I don’t really need to call printf. But now I am a little bit confused. I have two assumption. First is that NVidia developers implemented some specific printf on device that somehow transparently for the developer accesses calling process and executed standard printf function, and takes care of memory copying etc. That sounds a bit crazy. Another assumption is that the code I have compiled somehow runs in emulation rather than on a real device. But that doesn’t sound right either because I simply measured a performance of adding two numbers on 1 million elements array and CUDA kernel manages to do it like 200 faster than I can do on a CPU. Or maybe it runs in emulation when it detects some host-specific code? If that is true, why am I not issued a warning then?

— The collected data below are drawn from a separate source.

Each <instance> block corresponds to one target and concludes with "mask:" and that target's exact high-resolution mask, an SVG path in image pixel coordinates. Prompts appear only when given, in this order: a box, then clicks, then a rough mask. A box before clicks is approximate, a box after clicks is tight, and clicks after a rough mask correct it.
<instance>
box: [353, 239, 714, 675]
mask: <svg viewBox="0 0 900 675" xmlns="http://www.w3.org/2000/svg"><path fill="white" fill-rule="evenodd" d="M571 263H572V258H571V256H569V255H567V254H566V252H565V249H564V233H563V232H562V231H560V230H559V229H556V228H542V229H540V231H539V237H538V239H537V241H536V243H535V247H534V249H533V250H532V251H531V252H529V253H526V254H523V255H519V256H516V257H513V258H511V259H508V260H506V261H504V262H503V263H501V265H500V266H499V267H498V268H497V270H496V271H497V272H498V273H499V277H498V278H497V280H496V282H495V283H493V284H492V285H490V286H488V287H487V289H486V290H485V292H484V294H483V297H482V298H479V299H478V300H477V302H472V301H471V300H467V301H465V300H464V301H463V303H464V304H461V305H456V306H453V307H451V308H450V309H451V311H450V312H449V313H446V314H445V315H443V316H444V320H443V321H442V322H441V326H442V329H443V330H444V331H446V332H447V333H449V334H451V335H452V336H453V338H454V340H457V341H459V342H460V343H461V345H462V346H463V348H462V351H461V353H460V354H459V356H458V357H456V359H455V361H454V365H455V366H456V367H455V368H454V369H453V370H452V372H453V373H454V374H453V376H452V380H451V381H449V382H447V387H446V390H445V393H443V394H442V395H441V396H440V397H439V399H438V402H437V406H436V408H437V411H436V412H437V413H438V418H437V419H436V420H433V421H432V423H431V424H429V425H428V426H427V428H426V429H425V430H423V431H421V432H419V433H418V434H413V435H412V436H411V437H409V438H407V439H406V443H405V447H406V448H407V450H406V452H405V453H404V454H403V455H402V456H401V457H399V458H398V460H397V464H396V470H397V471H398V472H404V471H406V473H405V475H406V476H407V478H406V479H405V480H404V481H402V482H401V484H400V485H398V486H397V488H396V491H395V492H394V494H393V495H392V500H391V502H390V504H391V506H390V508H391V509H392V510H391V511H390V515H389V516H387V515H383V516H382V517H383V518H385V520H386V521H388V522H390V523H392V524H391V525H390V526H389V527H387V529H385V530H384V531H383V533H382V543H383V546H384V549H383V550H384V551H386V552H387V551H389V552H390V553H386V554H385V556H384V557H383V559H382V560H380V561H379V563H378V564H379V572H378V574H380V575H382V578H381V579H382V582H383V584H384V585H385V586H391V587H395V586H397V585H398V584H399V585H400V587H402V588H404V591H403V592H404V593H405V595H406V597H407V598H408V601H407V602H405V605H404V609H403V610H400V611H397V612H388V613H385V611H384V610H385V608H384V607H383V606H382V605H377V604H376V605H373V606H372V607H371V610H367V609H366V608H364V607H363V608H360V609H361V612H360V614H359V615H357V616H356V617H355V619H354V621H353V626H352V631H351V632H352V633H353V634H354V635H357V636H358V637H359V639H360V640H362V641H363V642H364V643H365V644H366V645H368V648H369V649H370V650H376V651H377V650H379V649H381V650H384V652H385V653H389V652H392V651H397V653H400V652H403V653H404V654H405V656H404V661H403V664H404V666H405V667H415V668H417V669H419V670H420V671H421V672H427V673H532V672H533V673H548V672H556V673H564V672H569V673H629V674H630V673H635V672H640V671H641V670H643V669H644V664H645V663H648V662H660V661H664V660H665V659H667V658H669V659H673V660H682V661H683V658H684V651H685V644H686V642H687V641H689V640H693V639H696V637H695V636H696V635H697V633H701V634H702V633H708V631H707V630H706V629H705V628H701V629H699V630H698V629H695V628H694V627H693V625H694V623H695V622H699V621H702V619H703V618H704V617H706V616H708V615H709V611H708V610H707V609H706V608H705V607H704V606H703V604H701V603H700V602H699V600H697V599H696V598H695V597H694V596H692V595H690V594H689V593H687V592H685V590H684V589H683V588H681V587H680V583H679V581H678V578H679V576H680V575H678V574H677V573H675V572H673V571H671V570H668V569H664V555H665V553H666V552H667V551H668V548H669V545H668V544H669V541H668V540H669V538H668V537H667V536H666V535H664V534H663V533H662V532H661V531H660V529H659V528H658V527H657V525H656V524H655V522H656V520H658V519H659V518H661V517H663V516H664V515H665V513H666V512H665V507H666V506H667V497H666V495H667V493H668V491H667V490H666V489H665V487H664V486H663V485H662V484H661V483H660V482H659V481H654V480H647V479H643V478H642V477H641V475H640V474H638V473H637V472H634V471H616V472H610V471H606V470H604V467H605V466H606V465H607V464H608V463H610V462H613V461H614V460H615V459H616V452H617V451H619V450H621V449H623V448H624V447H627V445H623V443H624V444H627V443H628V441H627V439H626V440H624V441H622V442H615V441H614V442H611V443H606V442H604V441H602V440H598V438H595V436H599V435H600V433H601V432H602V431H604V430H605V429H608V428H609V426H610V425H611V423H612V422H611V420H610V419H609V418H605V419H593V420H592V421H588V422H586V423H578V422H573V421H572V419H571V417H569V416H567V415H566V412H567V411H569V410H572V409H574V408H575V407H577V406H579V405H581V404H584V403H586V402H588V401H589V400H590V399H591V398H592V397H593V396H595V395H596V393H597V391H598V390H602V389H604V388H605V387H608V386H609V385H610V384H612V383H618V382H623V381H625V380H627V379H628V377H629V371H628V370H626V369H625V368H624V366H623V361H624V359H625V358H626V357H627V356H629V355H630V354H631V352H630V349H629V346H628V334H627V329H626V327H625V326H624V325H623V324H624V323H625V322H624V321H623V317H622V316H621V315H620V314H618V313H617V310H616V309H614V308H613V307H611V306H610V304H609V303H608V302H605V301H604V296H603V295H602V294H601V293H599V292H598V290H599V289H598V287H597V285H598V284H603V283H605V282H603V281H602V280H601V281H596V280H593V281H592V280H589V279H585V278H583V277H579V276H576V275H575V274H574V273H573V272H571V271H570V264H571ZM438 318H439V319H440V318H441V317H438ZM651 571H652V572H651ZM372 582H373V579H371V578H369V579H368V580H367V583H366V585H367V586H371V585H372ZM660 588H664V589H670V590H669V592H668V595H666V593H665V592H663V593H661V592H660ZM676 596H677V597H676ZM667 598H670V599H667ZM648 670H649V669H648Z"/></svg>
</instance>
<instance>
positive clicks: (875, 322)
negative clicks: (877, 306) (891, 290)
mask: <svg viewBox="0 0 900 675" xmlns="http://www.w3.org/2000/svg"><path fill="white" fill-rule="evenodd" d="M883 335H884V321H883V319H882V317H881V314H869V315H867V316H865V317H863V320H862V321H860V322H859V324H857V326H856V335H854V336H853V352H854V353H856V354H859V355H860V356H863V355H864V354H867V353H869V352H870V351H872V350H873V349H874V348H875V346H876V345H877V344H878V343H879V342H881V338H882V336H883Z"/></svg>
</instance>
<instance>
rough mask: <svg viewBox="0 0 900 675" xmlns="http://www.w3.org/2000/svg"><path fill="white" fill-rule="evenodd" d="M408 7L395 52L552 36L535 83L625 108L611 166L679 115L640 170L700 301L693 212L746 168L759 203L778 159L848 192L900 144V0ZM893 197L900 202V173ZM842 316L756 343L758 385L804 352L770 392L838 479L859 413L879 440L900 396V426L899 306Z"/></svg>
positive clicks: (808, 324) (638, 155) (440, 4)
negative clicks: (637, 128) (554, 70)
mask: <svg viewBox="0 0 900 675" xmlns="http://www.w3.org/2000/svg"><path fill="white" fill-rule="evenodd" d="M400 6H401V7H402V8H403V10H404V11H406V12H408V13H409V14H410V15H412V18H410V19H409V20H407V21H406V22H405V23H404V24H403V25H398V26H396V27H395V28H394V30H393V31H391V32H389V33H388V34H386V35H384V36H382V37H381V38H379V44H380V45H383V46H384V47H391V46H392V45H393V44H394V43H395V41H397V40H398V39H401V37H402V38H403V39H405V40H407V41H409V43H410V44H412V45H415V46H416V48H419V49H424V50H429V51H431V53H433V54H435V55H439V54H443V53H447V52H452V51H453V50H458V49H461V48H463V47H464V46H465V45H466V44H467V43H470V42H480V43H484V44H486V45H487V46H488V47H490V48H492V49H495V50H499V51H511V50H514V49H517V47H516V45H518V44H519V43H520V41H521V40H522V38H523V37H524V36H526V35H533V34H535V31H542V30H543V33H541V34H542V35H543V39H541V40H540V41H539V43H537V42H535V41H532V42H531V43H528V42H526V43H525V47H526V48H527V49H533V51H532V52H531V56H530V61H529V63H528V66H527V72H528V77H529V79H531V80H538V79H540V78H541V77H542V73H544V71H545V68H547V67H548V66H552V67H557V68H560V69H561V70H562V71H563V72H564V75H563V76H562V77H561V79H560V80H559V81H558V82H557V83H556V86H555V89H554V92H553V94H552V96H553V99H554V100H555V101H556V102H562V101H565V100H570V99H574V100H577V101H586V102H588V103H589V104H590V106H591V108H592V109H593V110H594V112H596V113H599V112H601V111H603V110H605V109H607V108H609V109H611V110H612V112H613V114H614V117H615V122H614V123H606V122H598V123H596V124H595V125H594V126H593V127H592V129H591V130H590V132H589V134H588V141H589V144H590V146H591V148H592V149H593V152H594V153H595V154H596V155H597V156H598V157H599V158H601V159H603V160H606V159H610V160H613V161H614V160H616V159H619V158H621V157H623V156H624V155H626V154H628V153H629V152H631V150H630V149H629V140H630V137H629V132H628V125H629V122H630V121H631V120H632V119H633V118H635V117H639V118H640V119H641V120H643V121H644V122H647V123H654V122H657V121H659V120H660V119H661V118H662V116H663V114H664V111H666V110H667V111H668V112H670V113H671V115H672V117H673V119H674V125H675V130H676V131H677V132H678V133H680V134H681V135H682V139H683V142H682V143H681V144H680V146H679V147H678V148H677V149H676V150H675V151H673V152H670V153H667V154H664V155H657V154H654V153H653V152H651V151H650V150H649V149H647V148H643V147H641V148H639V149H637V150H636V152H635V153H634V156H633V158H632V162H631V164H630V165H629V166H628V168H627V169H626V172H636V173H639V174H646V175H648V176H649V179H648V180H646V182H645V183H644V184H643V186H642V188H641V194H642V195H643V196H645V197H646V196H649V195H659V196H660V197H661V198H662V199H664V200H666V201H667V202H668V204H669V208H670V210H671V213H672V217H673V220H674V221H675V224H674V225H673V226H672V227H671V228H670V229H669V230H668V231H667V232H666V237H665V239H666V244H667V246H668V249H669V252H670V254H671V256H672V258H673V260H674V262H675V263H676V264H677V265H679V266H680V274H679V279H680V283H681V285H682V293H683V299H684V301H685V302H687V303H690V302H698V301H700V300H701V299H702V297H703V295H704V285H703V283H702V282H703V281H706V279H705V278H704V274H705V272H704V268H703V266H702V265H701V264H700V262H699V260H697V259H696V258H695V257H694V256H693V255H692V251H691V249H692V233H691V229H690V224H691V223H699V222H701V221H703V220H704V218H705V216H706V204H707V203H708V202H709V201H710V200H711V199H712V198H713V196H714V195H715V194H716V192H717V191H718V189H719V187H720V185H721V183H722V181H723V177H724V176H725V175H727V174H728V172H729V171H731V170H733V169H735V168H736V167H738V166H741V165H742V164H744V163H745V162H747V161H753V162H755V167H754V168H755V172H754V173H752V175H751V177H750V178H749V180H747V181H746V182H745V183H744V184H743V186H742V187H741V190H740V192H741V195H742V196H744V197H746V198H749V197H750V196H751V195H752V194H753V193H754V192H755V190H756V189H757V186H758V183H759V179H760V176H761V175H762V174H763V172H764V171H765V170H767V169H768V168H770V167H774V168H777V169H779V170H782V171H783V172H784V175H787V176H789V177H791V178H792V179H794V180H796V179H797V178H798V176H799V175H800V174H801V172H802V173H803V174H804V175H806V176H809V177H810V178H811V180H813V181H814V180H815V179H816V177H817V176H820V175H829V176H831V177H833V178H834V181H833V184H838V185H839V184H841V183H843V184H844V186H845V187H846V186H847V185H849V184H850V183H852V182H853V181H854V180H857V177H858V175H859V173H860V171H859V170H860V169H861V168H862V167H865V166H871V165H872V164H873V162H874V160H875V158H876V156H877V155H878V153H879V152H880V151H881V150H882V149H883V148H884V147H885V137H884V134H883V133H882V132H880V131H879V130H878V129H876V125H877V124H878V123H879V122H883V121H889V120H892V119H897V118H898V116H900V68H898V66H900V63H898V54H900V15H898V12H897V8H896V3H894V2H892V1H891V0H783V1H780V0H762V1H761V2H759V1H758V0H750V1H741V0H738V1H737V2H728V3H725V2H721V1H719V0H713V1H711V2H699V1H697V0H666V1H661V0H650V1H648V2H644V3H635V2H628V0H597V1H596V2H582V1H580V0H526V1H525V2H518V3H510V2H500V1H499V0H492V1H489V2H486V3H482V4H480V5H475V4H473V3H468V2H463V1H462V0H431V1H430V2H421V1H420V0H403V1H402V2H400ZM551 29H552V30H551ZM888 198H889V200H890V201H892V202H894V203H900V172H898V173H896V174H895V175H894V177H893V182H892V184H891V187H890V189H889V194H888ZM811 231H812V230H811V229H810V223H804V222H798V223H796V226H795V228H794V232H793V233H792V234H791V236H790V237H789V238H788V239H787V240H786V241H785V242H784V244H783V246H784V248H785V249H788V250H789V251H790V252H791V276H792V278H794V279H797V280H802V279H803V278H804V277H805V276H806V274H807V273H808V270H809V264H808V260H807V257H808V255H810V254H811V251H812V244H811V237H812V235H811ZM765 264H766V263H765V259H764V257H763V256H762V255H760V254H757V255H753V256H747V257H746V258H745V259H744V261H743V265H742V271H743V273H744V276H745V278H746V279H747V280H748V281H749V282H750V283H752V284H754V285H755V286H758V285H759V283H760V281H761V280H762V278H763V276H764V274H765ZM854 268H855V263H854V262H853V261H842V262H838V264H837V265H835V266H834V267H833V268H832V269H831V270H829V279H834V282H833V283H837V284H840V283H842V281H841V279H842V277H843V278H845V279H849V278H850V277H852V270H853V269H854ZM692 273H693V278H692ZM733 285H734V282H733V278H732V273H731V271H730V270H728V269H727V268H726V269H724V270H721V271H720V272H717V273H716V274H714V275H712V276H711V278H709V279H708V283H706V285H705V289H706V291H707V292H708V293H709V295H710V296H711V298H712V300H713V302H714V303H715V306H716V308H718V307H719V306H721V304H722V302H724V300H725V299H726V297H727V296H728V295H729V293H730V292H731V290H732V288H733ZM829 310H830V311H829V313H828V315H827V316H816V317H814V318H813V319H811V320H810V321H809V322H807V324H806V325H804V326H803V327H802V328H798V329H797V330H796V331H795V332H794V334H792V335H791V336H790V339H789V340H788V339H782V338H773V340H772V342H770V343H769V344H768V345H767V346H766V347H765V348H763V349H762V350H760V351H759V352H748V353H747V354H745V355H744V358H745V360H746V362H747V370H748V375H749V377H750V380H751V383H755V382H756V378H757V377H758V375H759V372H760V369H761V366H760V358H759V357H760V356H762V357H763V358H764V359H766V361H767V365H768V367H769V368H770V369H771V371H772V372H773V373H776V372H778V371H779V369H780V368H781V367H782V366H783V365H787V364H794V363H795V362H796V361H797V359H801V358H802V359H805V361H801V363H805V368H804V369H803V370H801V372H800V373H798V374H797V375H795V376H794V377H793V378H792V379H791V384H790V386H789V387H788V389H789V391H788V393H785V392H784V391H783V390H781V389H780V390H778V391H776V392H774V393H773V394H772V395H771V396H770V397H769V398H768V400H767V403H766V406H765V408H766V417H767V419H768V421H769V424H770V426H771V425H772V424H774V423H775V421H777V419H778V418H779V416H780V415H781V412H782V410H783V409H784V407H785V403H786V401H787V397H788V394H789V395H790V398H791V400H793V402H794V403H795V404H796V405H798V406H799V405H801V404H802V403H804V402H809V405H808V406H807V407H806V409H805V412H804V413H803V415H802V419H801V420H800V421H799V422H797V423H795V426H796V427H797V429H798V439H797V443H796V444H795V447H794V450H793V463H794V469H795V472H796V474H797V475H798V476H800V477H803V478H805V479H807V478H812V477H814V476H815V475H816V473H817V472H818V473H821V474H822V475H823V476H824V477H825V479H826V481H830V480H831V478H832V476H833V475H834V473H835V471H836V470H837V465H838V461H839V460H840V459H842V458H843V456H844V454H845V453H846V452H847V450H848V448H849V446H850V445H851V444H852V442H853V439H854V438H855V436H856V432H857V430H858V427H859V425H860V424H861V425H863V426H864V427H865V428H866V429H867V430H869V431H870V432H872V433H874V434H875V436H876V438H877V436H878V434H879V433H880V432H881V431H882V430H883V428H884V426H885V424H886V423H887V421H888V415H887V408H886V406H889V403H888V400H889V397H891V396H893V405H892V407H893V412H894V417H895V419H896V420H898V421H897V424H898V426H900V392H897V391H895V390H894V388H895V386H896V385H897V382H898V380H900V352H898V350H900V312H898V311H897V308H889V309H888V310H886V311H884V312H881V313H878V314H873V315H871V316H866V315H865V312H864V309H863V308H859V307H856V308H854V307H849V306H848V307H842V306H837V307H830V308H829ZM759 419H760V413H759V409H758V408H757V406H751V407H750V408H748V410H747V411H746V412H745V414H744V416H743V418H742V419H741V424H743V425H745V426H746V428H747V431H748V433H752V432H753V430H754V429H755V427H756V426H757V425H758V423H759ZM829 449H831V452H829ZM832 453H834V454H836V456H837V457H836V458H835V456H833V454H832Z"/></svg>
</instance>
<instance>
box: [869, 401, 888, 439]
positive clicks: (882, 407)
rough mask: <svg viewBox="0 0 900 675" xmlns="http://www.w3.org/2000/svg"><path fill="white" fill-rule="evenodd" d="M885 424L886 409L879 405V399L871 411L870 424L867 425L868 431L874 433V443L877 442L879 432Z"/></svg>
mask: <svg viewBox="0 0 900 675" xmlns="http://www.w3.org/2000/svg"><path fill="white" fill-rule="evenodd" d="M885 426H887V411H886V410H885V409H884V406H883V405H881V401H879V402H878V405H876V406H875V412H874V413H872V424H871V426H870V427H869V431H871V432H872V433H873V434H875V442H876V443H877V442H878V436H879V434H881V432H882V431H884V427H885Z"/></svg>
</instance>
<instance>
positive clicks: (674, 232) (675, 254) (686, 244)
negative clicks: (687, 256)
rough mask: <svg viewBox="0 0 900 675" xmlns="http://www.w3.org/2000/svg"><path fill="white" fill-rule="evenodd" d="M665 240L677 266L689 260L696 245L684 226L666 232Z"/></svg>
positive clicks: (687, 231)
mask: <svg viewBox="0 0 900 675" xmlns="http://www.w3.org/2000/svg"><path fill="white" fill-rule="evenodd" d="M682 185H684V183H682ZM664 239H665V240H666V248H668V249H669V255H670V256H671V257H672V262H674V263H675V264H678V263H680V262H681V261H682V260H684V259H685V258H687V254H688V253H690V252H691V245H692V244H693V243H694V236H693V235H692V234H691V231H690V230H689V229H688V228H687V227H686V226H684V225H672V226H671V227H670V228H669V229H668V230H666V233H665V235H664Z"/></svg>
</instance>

Please help me sort it out. I am using NVidia GeForce GTX 560 Ti on Linux (Intel Xeon, 1 CPU with 4 physical cores, 8 GB of RAM, if that matters). Here is my nvcc version:
$ /usr/local/cuda/bin/nvcc --version
nvcc: NVIDIA (R) Cuda compiler driver
Copyright (c) 2005-2011 NVIDIA Corporation
Built on Thu_May_12_11:09:45_PDT_2011
Cuda compilation tools, release 4.0, V0.2.1221
And here is how I compile my code:
/usr/local/cuda/bin/nvcc -gencode=arch=compute_20,code=\"sm_21,compute_20\" -m64 --compiler-options -fno-strict-aliasing -isystem /opt/boost_1_46_1/include -isystem /usr/local/cuda/include -I../include --compiler-bindir "/usr/local/cuda/bin" -O3 -DNDEBUG -o build_linux_release/ThreadIdxTest.cu.o -c ThreadIdxTest.cu
/usr/local/cuda/bin/nvcc -gencode=arch=compute_20,code=\"sm_21,compute_20\" -m64 --compiler-options -fno-strict-aliasing -isystem /opt/boost_1_46_1/include -isystem /usr/local/cuda/include -I../include --compiler-bindir "/usr/local/cuda/bin" -O3 -DNDEBUG --generate-dependencies ThreadIdxTest.cu | sed -e "s;ThreadIdxTest.o;build_linux_release/ThreadIdxTest.cu.o;g" > build_linux_release/ThreadIdxTest.d
g++ -pipe -m64 -ftemplate-depth-1024 -fno-strict-aliasing -fPIC -pthread -DNDEBUG -fomit-frame-pointer -momit-leaf-frame-pointer -fno-tree-pre -falign-loops -Wuninitialized -Wstrict-aliasing -ftree-vectorize -ftree-loop-linear -funroll-loops -fsched-interblock -march=native -mtune=native -g0 -O3 -ffor-scope -fuse-cxa-atexit -fvisibility-inlines-hidden -Wall -Wextra -Wreorder -Wcast-align -Winit-self -Wmissing-braces -Wmissing-include-dirs -Wswitch-enum -Wunused-parameter -Wredundant-decls -Wreturn-type -isystem /opt/boost_1_46_1/include -isystem /usr/local/cuda/include -I../include -L/opt/boost_1_46_1/lib -L/usr/local/cuda/lib64 -lcudart -lgtest -lgtest_main build_linux_release/ThreadIdxTest.cu.o ../src/build_linux_release/libspartan.a -o build_linux_release/ThreadIdxTest
… and by the way, both host code and kernel code is mixed in one source file with .cu extension (maybe I am not supposed to do that, but I saw this style in SDK examples).
Your help is highly appreciated. Thank you!
As of CUDA ?3.1?, they no longer do any device emulation. Printf’s are now supported in the kernel.